Lembrar-se da corrida incomum ainda emociona Marcelo:

— Nós pegamos a (Rua) Almirante Alexandrino e já estávamos passando o túnel (Rio Comprido-Laranjeiras) para acessar a Rua Alice. Quando estávamos no segundo redutor de velocidade, a mãe começou a gritar, e a Nicole nasce às 23h30m.

Em mais de trinta décadas pelas ruas da cidade é a primeira vez que Marcelo socorre uma mulher em trabalho de parto. No entanto, ele conta que já passou por outras situações tristes e perigosas.

— Foi a primeira vez que participei de um parto. Mas, nesses anos todos, eu já fui sequestrado e duas pessoas não tiveram a mesma felicidade da Nicole e faleceram no meu carro. Esses dois fatos me abalaram muito.

Apaixonado por fotografia, o sonho do taxista é ganhar uma máquina fotográfica profissional. Diariamente, ele gosta de registrar as belezas do estado.

— Eu sou apaixonado por fotografia. Nunca fiz nenhum curso, mas eu tenho um sonho de ser um fotógrafo. Faço minhas fotos com o celular e meus amigos falam que sou bom. Não sei dizer — comentou, modesto.

Taxista Marcelo abraça Alan, pai da pequena Nicole, que nasceu dentro de um carro
Taxista Marcelo abraça Alan, pai da pequena Nicole, que nasceu dentro de um carro Foto: Fabiano Rocha / Agência O Globo

Convidado para ser padrinho

O pai da criança esteve na porta da maternidade na manhã desta quarta-feira. E ele lembra como tudo aconteceu.

— Não estava marcado para aquele dia. Estava marcado para nascer o próximo mês. Na sexta-feira, ela ainda fez o pré-natal e a médica disse que iria nascer nos primeiros dias de agosto. Foi o dia mais nervoso e mais feliz — lembra Alan Luiz Dias da Silva, de 27, pai da pequena Nicole Isadora do Nascimento Dias da Silva, que nasceu com 3,120 gramas e 48,5 centímetros. Ele convidou o taxista para ser padrinho da filha.

— Pela manhã ela já estava sentindo dores e eu disse que levaria o meu filho para brincar na rua. Ela foi lá e disse que estava sentindo dores. Quando foi as 19h, ela começou a sentir muitas dores. Quando foi as 20h, ela já não aguentava mais. Dei janta para o nosso filho e ela começou a gritar que a bolsa estourou. Eu só consegui pegar a minha carteira e o Nicolas. A Estefani desceu e todo mundo começou a pedir ajuda. Quando eu só escutei que ela estava coroando — lembrou Alan.

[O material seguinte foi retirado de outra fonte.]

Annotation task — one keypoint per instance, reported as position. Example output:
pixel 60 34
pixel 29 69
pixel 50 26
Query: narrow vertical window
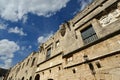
pixel 57 43
pixel 33 62
pixel 48 53
pixel 89 35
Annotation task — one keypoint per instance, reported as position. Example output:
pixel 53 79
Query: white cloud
pixel 17 30
pixel 14 10
pixel 3 26
pixel 42 39
pixel 7 50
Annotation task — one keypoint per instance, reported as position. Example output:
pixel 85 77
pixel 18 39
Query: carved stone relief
pixel 110 17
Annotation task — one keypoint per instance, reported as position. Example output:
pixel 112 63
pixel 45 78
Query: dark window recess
pixel 98 64
pixel 48 53
pixel 59 68
pixel 50 71
pixel 88 35
pixel 33 62
pixel 27 62
pixel 43 73
pixel 91 68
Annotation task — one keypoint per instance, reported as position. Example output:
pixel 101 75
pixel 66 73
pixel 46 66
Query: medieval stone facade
pixel 85 48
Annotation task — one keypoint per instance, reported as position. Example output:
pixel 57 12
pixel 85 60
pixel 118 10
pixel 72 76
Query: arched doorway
pixel 37 77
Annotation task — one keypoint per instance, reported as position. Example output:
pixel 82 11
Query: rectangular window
pixel 48 53
pixel 88 35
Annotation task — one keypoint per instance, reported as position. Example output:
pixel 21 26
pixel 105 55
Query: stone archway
pixel 37 77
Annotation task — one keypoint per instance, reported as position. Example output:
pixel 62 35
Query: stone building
pixel 3 72
pixel 86 47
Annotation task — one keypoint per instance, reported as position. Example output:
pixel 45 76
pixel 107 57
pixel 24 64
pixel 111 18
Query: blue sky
pixel 25 24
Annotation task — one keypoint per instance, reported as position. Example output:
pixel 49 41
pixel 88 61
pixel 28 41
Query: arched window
pixel 33 62
pixel 50 79
pixel 37 77
pixel 30 78
pixel 22 78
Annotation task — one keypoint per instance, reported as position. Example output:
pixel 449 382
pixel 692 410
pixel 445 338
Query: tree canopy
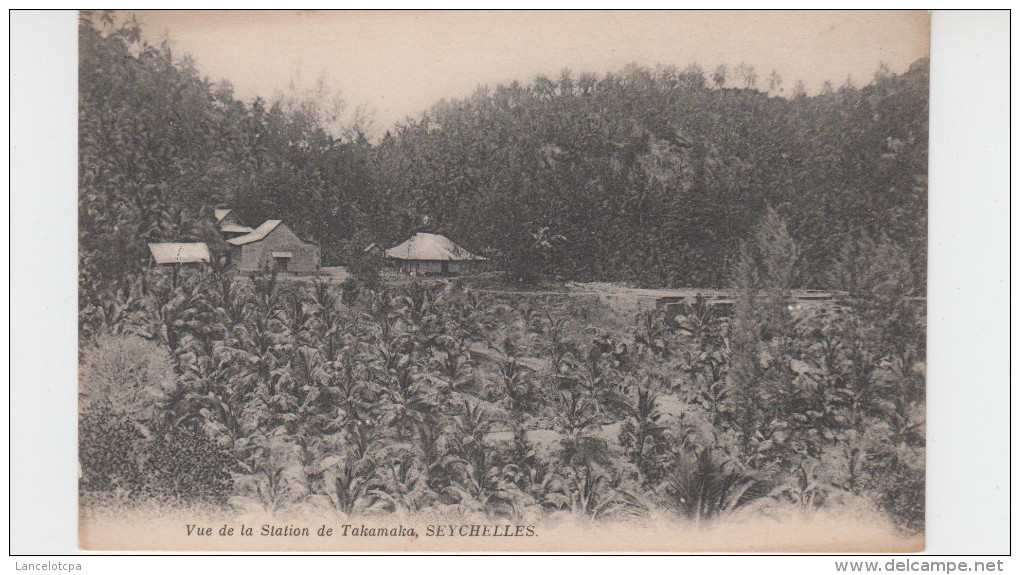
pixel 648 175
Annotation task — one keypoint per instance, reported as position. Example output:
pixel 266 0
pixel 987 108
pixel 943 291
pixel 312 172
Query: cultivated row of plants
pixel 255 395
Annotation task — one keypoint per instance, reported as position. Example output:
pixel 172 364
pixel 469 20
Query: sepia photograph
pixel 514 281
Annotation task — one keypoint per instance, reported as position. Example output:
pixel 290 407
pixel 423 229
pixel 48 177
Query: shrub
pixel 183 466
pixel 124 374
pixel 108 452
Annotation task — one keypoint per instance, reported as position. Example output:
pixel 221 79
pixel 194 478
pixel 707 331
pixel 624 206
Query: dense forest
pixel 364 398
pixel 649 175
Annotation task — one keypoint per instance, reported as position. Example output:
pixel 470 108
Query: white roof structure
pixel 430 247
pixel 180 253
pixel 236 228
pixel 258 233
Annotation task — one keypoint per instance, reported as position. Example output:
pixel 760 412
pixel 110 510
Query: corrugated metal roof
pixel 257 234
pixel 236 228
pixel 430 247
pixel 180 253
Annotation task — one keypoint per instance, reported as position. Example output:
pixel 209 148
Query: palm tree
pixel 705 485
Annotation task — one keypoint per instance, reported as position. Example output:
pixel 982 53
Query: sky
pixel 399 63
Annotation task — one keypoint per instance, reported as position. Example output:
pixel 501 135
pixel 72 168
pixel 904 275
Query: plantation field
pixel 270 398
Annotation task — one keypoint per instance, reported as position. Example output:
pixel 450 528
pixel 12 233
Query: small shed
pixel 177 254
pixel 434 254
pixel 273 246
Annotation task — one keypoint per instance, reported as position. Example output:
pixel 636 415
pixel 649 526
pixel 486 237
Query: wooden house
pixel 273 247
pixel 179 254
pixel 230 223
pixel 426 254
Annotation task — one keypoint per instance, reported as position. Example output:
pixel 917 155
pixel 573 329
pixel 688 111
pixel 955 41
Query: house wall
pixel 258 255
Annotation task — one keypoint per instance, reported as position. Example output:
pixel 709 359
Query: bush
pixel 187 467
pixel 108 452
pixel 124 374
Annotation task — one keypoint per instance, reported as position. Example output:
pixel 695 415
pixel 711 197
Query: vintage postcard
pixel 503 280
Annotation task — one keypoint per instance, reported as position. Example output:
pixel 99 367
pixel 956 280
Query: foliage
pixel 268 394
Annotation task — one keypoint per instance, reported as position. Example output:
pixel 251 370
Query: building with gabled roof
pixel 175 254
pixel 273 247
pixel 230 223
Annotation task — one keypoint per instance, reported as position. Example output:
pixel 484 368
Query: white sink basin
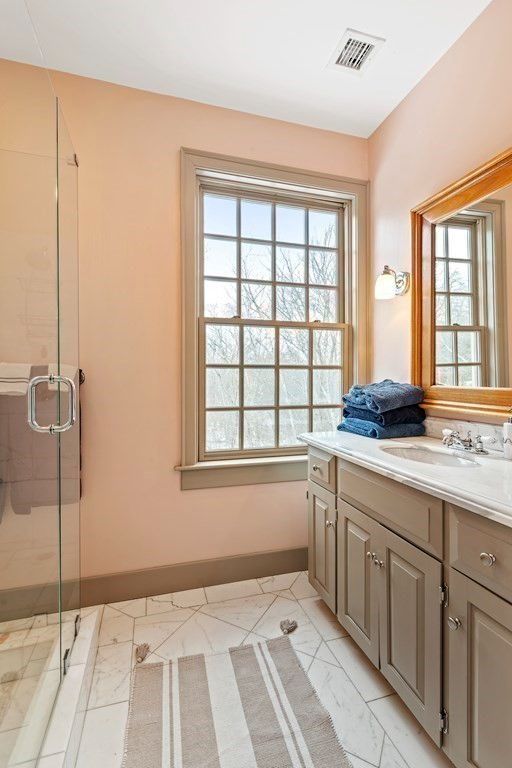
pixel 426 455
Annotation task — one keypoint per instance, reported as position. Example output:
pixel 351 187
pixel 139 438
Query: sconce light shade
pixel 390 284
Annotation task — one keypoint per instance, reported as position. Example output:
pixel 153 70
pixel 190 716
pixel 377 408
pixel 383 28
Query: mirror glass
pixel 471 284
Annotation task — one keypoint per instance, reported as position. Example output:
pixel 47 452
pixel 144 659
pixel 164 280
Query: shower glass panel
pixel 39 471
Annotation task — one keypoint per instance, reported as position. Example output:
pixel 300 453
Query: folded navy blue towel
pixel 370 429
pixel 383 396
pixel 409 414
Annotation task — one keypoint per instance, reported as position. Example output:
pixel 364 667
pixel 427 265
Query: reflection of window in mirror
pixel 470 307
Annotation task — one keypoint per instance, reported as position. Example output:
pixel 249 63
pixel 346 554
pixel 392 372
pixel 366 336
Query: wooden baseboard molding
pixel 22 602
pixel 129 585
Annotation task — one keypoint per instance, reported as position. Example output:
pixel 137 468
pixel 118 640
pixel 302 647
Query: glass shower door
pixel 39 470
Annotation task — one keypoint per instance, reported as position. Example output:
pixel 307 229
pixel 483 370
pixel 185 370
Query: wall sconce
pixel 390 283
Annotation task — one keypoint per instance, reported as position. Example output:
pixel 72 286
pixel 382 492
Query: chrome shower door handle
pixel 51 429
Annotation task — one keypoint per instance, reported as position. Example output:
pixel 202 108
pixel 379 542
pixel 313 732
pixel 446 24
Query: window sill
pixel 219 474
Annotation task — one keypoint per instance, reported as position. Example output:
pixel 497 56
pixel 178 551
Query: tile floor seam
pixel 229 623
pixel 196 611
pixel 263 614
pixel 382 745
pixel 378 698
pixel 231 598
pixel 113 606
pixel 353 754
pixel 387 734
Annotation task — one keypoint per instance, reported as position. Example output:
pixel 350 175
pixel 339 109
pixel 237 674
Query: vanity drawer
pixel 482 549
pixel 412 514
pixel 322 468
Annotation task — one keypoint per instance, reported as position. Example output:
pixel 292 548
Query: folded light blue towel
pixel 409 414
pixel 370 429
pixel 383 396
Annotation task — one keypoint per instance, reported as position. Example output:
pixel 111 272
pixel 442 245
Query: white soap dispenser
pixel 507 437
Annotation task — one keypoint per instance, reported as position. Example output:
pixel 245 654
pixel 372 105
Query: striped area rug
pixel 253 707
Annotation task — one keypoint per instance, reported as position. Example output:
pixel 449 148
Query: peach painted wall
pixel 133 512
pixel 456 118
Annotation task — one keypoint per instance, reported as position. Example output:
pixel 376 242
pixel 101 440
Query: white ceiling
pixel 267 57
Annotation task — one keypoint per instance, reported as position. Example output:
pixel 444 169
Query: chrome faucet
pixel 453 439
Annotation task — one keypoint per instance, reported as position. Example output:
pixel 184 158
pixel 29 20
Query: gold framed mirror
pixel 461 283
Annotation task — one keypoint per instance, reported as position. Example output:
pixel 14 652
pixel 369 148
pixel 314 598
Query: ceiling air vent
pixel 355 50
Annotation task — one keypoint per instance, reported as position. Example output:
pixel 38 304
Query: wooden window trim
pixel 196 166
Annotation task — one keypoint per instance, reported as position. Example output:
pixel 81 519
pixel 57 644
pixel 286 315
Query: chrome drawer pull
pixel 454 623
pixel 486 558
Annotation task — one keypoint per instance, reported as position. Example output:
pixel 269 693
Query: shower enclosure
pixel 39 394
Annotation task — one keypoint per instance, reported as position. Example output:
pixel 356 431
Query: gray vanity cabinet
pixel 410 626
pixel 479 633
pixel 388 601
pixel 425 589
pixel 357 587
pixel 322 542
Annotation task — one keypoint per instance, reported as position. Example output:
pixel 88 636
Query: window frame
pixel 200 170
pixel 485 223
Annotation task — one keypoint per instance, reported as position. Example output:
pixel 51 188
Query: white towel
pixel 14 378
pixel 65 370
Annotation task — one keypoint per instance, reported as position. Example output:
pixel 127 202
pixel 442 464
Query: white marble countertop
pixel 485 487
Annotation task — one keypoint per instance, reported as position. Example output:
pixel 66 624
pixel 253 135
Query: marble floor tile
pixel 252 638
pixel 103 737
pixel 305 638
pixel 157 627
pixel 323 619
pixel 52 761
pixel 133 608
pixel 116 627
pixel 15 625
pixel 287 593
pixel 358 763
pixel 413 744
pixel 244 612
pixel 277 583
pixel 111 678
pixel 190 598
pixel 15 699
pixel 220 592
pixel 66 703
pixel 357 728
pixel 201 634
pixel 302 588
pixel 391 757
pixel 324 653
pixel 370 683
pixel 13 639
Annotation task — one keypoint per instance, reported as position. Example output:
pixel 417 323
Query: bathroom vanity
pixel 410 545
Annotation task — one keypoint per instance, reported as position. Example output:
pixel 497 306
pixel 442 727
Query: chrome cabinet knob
pixel 486 558
pixel 454 623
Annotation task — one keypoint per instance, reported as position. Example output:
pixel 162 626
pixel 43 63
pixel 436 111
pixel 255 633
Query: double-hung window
pixel 274 308
pixel 469 306
pixel 271 324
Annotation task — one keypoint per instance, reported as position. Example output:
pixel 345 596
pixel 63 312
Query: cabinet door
pixel 480 676
pixel 357 593
pixel 322 543
pixel 410 627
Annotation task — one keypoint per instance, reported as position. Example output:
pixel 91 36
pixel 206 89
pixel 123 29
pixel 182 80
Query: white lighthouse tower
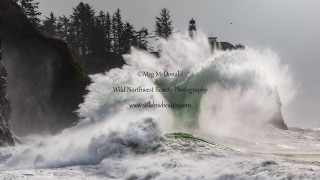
pixel 192 28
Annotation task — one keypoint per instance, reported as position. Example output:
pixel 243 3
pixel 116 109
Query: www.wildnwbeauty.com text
pixel 176 89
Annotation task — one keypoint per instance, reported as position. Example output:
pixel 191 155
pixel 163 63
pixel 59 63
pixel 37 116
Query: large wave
pixel 242 92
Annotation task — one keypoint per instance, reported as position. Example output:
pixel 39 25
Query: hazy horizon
pixel 287 27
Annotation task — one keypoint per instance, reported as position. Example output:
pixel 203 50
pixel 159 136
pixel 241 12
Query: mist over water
pixel 243 86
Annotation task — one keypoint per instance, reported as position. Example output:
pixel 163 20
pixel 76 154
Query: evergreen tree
pixel 50 24
pixel 30 9
pixel 142 39
pixel 117 29
pixel 63 29
pixel 99 34
pixel 128 38
pixel 163 27
pixel 82 21
pixel 108 29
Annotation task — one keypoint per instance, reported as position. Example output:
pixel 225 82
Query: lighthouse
pixel 192 28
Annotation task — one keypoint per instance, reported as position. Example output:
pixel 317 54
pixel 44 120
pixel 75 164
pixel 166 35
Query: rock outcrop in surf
pixel 46 82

— Na metade do caminho a minha filha começou a nascer. E eu comecei a chorar com a minha filha no braço. Eu estava muito nervoso. Não tenho nem palavra para agradecer o que aconteceu. Só tenho que agradecer ao anjo da guarda da Nicole. Só quero que Deus continue abençoando ele.

Sobre o texto que Marcelo postou em rede social, Alan disse que chorou ao ler a mensagem

— Não tem como não se emocionar — completou.

A jovem ficará internada até amanhã. A família diz que elas só não terão alta porque, como foi parto normal, ela terá que ficar na maternidade por dois dias.